O beatle bonitinho voltava do que hoje chama-se balada. Em alta velocidade, não respeitou o sinal vermelho e avançou o cruzamento. A batida foi forte demais e Paul morreu instantaneamente. Tragicamente. Sem cabeça.

…he blew his mind out in a car… he didn’t notice that the lights had changed…

Pouco sobrou do carro em que Paul teria perdido a cabeça

No auge da fama, os Beatles tinham acabado de lançar seu sétimo álbum, Revolver. Uma carreira pela frente, contrato milionário com a Capitol, campanhas de publicidade, concertos agendados, paradas de sucesso. O que fazer? O show tinha de continuar. E continou. Com um sósia: o anglo-escocês William Campbell Shears ou Billy Shears, que já havia trabalhado como dublê de Paul nos filmes A Hard Day’s Night e Help. No álbum Sgt. Pepper’s Lonely Hearts Club Band, lançado em 1º de junho de 1967, a apresentação oficial logo na música de abertura.

…so let me introduce to you the one and only Billy Shears…

Em 1966, a metamorfose do anglo-escocês Billy Shears em Paul MacCartney  só foi possível após algumas cirurgias plásticas.

Fortuna – Depois de algumas cirurgias plásticas, Shears ficou a cara de Paul. Mas não apenas isso. Revelou-se um artista completo. Compositor inspirado, multi instrumentista, cantor virtuoso, de sucesso mundial. Tornou-se um dos homens mais ricos da Inglaterra, com fortuna estimada em 710 milhões de libras esterlinas. Para se ter uma ideia dessa soma em reais, basta multiplicá-la por três.
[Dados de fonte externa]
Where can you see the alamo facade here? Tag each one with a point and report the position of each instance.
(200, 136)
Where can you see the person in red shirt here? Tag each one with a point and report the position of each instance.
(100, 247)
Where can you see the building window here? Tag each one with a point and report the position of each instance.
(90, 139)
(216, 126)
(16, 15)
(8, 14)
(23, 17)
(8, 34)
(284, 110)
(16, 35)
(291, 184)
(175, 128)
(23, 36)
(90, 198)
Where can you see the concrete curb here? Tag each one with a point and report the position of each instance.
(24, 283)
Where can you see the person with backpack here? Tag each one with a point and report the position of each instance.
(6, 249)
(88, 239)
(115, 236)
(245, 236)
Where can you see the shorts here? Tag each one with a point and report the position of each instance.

Desde que se juntou aos Beatles, Shears foi determinante na criação dos álbuns Sgt. Pepper’s, Magical Mystery Tour, Álbum Branco, Yellow Submarine, Abbey Road e Let it Be.

Em sua carreira solo lançou 51 álbuns, entre gravações de estúdio e apresentações ao vivo, indo do folk ingênuo ao clássico mais elaborado. Ao Brasil, Shears veio três vezes e tem nova turnê agendada para o próximo mês. É um ídolo mundial.

Billy Shears na África, durante seu processo de transformação em Paul McCartney.

Metamorfose – Até que não foi difícil encontrar um substituto para Paul. Tão logo se soube da morte do beatle, os responsáveis pela carreira do grupo abriram uma espécie de concurso nacional para buscar um sósia.

Shears, um velho conhecido, foi o vencedor. Mas seriam necessários alguns “ajustes”.

África – Coube a Mal Evans, amigo de infância e roadie dos Beatles, levar Shears para uma longa viagem pela África, onde o sósia passou por cirurgias, principalmente para aparar seu nariz.

De volta à Inglaterra, Mal Evans foi direto à casa do beatle e demitiu seu mordomo de longa data, George Kelly, para que não houvesse possibilidades de a farsa ser um dia descoberta.

De lá para cá, Shears, que nasceu no dia 15 de novembro de 1943, desfrutou de uma vida de astro do rock e pôde revelar ao mundo seus refinados atributos musicais. Casou-se três vezes e teve filhos. Deixou para trás sua vida muito modesta em Liverpool, onde dividia a pequena casa com os pais e sete irmãos.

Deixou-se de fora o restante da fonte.